Plus une alimentation s’éloigne de nos besoins physiologiques, plus il faut être vigilant et la compléter.

Il n’y a pas de différence fondamentale entre les aliments selon leur origine. La différence que certains affirment voir entre les aliments d’origine végétale et ceux d’origine animale est totalement subjective d’un point de vue scientifique. Cette différence est donc non scientifique.

Tous les aliments sont « fabriqués » à partir des mêmes atomes !

Après, chaque organisme (animal ou végétal) métabolise ses sources alimentaires avec plus ou moins de facilités. Des atomes on passe aux molécules. Ces molécules sont de plus en plus complexes pour être synthétisées. Les êtres vivants s’entraident ! Certains fabriquent des molécules dont les autres ont besoin mais ne savent pas ou plus ou pas assez synthétiser. C’est le cas des vitamines mais aussi de certains acides gras (oméga-3…), de certains peptides (petites protéines), etc.

C’est l’histoire de la chaine alimentaire qui est souvent bien oubliée !

La chaîne alimentaire, c’est l’histoire d’une relation entre 3 catégories d’êtres vivants.

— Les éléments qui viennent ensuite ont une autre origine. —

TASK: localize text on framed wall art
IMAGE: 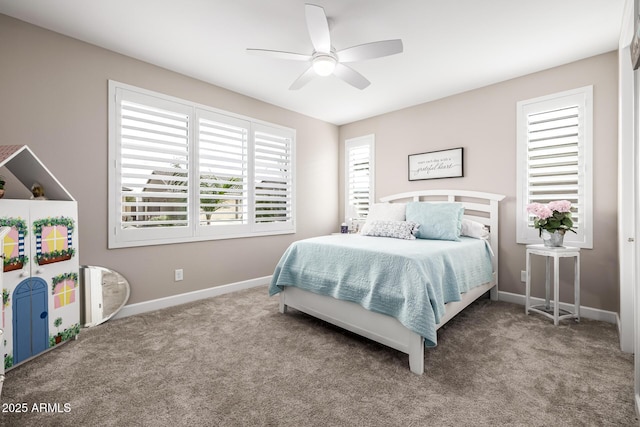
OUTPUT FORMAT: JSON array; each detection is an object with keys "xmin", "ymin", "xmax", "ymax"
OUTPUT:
[{"xmin": 409, "ymin": 147, "xmax": 464, "ymax": 181}]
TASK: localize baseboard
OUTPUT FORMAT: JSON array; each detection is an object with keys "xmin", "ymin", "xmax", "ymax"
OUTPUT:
[
  {"xmin": 113, "ymin": 276, "xmax": 618, "ymax": 324},
  {"xmin": 498, "ymin": 291, "xmax": 618, "ymax": 324},
  {"xmin": 113, "ymin": 276, "xmax": 271, "ymax": 319}
]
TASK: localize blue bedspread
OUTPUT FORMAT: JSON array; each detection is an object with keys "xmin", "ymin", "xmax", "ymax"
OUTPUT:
[{"xmin": 269, "ymin": 235, "xmax": 492, "ymax": 347}]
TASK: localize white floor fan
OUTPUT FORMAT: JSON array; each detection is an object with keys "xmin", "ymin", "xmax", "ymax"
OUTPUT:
[{"xmin": 247, "ymin": 4, "xmax": 402, "ymax": 90}]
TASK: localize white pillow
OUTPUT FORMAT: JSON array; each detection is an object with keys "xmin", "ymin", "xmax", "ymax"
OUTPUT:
[
  {"xmin": 367, "ymin": 203, "xmax": 406, "ymax": 221},
  {"xmin": 460, "ymin": 218, "xmax": 489, "ymax": 239}
]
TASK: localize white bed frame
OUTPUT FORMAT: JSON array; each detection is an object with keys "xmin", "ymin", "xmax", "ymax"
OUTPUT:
[{"xmin": 280, "ymin": 190, "xmax": 505, "ymax": 375}]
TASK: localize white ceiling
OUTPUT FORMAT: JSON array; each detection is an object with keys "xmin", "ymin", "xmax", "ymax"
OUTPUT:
[{"xmin": 0, "ymin": 0, "xmax": 625, "ymax": 125}]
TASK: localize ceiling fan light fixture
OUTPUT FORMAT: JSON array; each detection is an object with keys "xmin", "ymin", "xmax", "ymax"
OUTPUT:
[{"xmin": 311, "ymin": 55, "xmax": 337, "ymax": 77}]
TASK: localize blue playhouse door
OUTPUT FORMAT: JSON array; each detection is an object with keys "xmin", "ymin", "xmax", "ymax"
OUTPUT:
[{"xmin": 13, "ymin": 277, "xmax": 49, "ymax": 365}]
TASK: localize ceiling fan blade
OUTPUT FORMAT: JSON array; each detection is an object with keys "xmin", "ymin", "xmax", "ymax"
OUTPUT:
[
  {"xmin": 333, "ymin": 63, "xmax": 371, "ymax": 90},
  {"xmin": 337, "ymin": 39, "xmax": 403, "ymax": 62},
  {"xmin": 247, "ymin": 48, "xmax": 311, "ymax": 61},
  {"xmin": 305, "ymin": 4, "xmax": 331, "ymax": 53},
  {"xmin": 289, "ymin": 67, "xmax": 316, "ymax": 90}
]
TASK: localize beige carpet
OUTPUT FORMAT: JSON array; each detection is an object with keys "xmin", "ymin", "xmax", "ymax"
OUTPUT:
[{"xmin": 0, "ymin": 287, "xmax": 638, "ymax": 426}]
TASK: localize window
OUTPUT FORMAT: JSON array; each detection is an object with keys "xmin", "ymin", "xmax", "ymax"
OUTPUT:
[
  {"xmin": 51, "ymin": 273, "xmax": 78, "ymax": 308},
  {"xmin": 109, "ymin": 81, "xmax": 295, "ymax": 248},
  {"xmin": 344, "ymin": 135, "xmax": 375, "ymax": 220},
  {"xmin": 517, "ymin": 86, "xmax": 593, "ymax": 248}
]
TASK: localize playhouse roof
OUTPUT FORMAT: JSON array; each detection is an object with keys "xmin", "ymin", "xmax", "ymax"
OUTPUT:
[{"xmin": 0, "ymin": 145, "xmax": 75, "ymax": 200}]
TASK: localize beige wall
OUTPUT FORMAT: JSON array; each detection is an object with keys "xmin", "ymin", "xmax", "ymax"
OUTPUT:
[
  {"xmin": 339, "ymin": 52, "xmax": 619, "ymax": 311},
  {"xmin": 0, "ymin": 15, "xmax": 338, "ymax": 303},
  {"xmin": 0, "ymin": 15, "xmax": 618, "ymax": 311}
]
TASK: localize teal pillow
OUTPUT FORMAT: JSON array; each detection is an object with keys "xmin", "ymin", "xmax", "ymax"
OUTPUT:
[{"xmin": 406, "ymin": 202, "xmax": 464, "ymax": 241}]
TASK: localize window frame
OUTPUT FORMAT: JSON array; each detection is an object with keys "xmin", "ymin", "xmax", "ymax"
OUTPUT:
[
  {"xmin": 108, "ymin": 80, "xmax": 296, "ymax": 249},
  {"xmin": 516, "ymin": 86, "xmax": 593, "ymax": 249},
  {"xmin": 344, "ymin": 134, "xmax": 376, "ymax": 222}
]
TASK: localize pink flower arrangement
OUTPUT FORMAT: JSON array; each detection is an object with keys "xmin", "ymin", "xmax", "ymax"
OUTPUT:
[{"xmin": 527, "ymin": 200, "xmax": 575, "ymax": 234}]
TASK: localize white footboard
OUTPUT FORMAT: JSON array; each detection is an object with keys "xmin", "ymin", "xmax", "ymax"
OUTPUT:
[{"xmin": 279, "ymin": 283, "xmax": 495, "ymax": 375}]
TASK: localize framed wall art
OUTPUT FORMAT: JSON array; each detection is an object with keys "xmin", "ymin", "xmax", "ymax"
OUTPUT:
[{"xmin": 409, "ymin": 147, "xmax": 464, "ymax": 181}]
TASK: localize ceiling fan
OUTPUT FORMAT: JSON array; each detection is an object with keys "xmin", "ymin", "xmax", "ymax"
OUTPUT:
[{"xmin": 247, "ymin": 4, "xmax": 402, "ymax": 90}]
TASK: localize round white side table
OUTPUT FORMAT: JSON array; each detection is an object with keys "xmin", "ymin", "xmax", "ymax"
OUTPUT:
[{"xmin": 525, "ymin": 245, "xmax": 580, "ymax": 326}]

Les premiers sont les producteurs. Ce sont souvent des végétaux, ou dans l’océan, le phytoplancton ou des organismes unicellulaires comme des bactéries.
Les seconds sont les consommateurs : les herbivores, les carnivores primaires (qui se nourrissent d’espèces herbivores) et les carnivores secondaires (qui se nourrissent de carnivores primaires).
Puis les troisièmes sont les décomposeurs. On y trouve les champignons et les bactéries : ils dégradent la matière organique générée par les deux autres catégories.

Et cela forme un cycle ou écosystème. Il y a échange d’atomes t de molécules entre tous les niveaux de la chaine. C’est très complexe car chacun dépend des autres pour assurer sa nourriture.

L’homme est au cœur d’une chaine alimentaire, bien sûr, et cette chaine est particulièrement complexe dans son cas : il n’est pas interdit de penser d’ailleurs qu’il y a une relation entre la complexité de sa chaine alimentaire et son niveau de développement. Il est à la fois en haut et au milieu des chaines alimentaires qui l’environnent.

Toute écologie durable (ces deux mots juxtaposés forment un pléonasme mais ils sont tellement galvaudés…) doit assurer cette diversité d’approvisionnement pour l’homme. Donc elle doit entretenir toutes les chaines alimentaires existantes puisque l’homme a besoin, peu ou prou, de toutes.

A l’inverse, se priver volontairement de catégories de nourritures, c’est s’isoler de certaines chaines alimentaires. Ce peut être pour des raisons économiques, morales, éthiques, religieuses, politiques… mais en aucun cas physiologiques.

L’homme est le résultat évolutif d’un melting-pot alimentaire unique.

L’industrialisation alimentaire altère cette chaine : l’artificiel ne vaut jamais le naturel en matière de nutriments. Pour survivre correctement, l’homme doit se complémenter pour reconstituer son alimentation physiologique naturelle qui a fait ce qu’il est aujourd’hui.
De même et à des degrés divers, végétarisme, végétalisme, véganisme, etc. doivent bénéficier de compléments nutritionnels adaptés pour éviter à terme les décompensations de l’organisme.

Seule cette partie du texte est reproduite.